Tomorrow is your birthday. You would have been 33 years old this year, but instead, you are forever frozen at 29. Every July 20th, since your death has been hard only in different ways. This year I've noticed a heartbreaking thing. No one talks about you anymore. Well, since I moved away to a place where no one had ever met you, no one else ever spoke of you, but I spoke of you constantly. Considering most of the stories I had from the ten years prior started with Rene and I. Also I was still sorting out me without you and sometimes couldn't help myself but talk about you, about us. I didn't care how it looked or came across me speaking of my late fiancé; I couldn't have stopped myself from speaking of you even if I had tried. Only that too, has changed. I have made new memories over the last nearly four years, and so even I say your name so much less. Plus it has been a length of time now since your death and our life together where many people do not know me with you. They don't know me as having ever had you, or our story. They just know me as I am now. So saying Rene and I, is opening myself up to a story I am often not willing to tell.

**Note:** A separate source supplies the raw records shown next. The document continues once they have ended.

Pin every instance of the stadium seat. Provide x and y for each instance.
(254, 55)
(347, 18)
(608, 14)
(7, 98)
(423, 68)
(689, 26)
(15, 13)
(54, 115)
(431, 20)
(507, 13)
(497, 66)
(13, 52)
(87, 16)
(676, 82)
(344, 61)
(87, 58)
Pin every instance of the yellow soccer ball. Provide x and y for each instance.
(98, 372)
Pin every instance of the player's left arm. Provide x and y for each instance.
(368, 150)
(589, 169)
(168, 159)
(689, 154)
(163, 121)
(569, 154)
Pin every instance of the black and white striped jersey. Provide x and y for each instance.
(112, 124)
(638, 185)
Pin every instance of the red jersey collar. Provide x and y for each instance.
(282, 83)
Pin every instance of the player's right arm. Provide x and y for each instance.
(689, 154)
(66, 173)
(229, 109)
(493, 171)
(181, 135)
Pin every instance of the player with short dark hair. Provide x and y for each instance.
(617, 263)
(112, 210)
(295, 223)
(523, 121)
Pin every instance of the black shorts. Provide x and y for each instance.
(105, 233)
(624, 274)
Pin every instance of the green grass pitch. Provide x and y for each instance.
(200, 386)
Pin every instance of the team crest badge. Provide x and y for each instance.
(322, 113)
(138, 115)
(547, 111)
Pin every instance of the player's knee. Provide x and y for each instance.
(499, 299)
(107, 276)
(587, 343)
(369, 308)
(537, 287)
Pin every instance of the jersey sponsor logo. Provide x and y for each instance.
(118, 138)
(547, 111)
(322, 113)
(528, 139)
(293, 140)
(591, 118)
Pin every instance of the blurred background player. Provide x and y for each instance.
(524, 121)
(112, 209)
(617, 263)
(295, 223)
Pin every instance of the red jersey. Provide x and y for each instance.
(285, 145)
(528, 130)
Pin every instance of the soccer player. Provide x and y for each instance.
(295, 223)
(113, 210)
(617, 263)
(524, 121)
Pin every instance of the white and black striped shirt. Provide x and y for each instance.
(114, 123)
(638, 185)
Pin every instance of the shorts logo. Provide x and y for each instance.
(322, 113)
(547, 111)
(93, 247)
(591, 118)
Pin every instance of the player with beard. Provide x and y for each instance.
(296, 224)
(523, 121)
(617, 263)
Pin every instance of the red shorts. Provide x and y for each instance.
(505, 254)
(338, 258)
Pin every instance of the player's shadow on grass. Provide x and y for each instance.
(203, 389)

This year this birthday I'm grieving this next stage. I feel like a child having a temper tantrum over something no one else can see. It’s so important to them and yet everyone around goes about as if there is nothing to be seen. I left our home town to gain anonymity and a fresh start and it was for the best. But in moments like this I feel alone not having others who knew and loved you to share stories with. The lack of hearing your name, or saying it. I'm sure at home people will still cheers to you tomorrow, but I have a feeling even at home your name comes up less. It's not that we love you any less or miss you any less. I guess it's just the years that have come since you died and the life liven since gets referenced more and more.
So your birthday has been coming, and it's breaking my heart that there are no parties being planned. No celebration to look forward to, just a painful reminder that you are gone. And in my best moments, I can be poetic about it and be happy for the years you lived and the times we shared. I can see the bigger picture of life and death and be at peace with it all. In other moments I'm still heartbroken and mad. I get so angry, and I know that my frustration is only covering an unbearable pain that still breaks through.
I miss my best friend. Your birthday matters to me, your life matters to me and our time together will forever have shaped who I am and for that I will always be thankful.
Tomorrow I will try to celebrate the life you lived while grieving the loss that came with that. Since the pain of your death will not be denied. No matter how much I talk myself around it, my body holds the heartbreak, and it knows. It knows that all the 'everything happens for a reason, and he's in a better place, or he'd want you to be happy' sounds nice but fall flat on a broken heart and wounded soul. I cannot fool myself out of feeling your loss.
I miss you. I miss reminiscing about all the life we had lived. I kinda believe that the day you died is your birthday now. Wherever you are you arrived there August 16th making July 20th probably meaningless to you now. But it is etched into me as a day we celebrated you. There won’t be helicopter rides, or skydiving, there won’t be boat trips across the valley for a dinner, there won’t be an all night bender or a week long birthday party, but in your name, rye and gingers and a trip down memory lane will get us through to next year.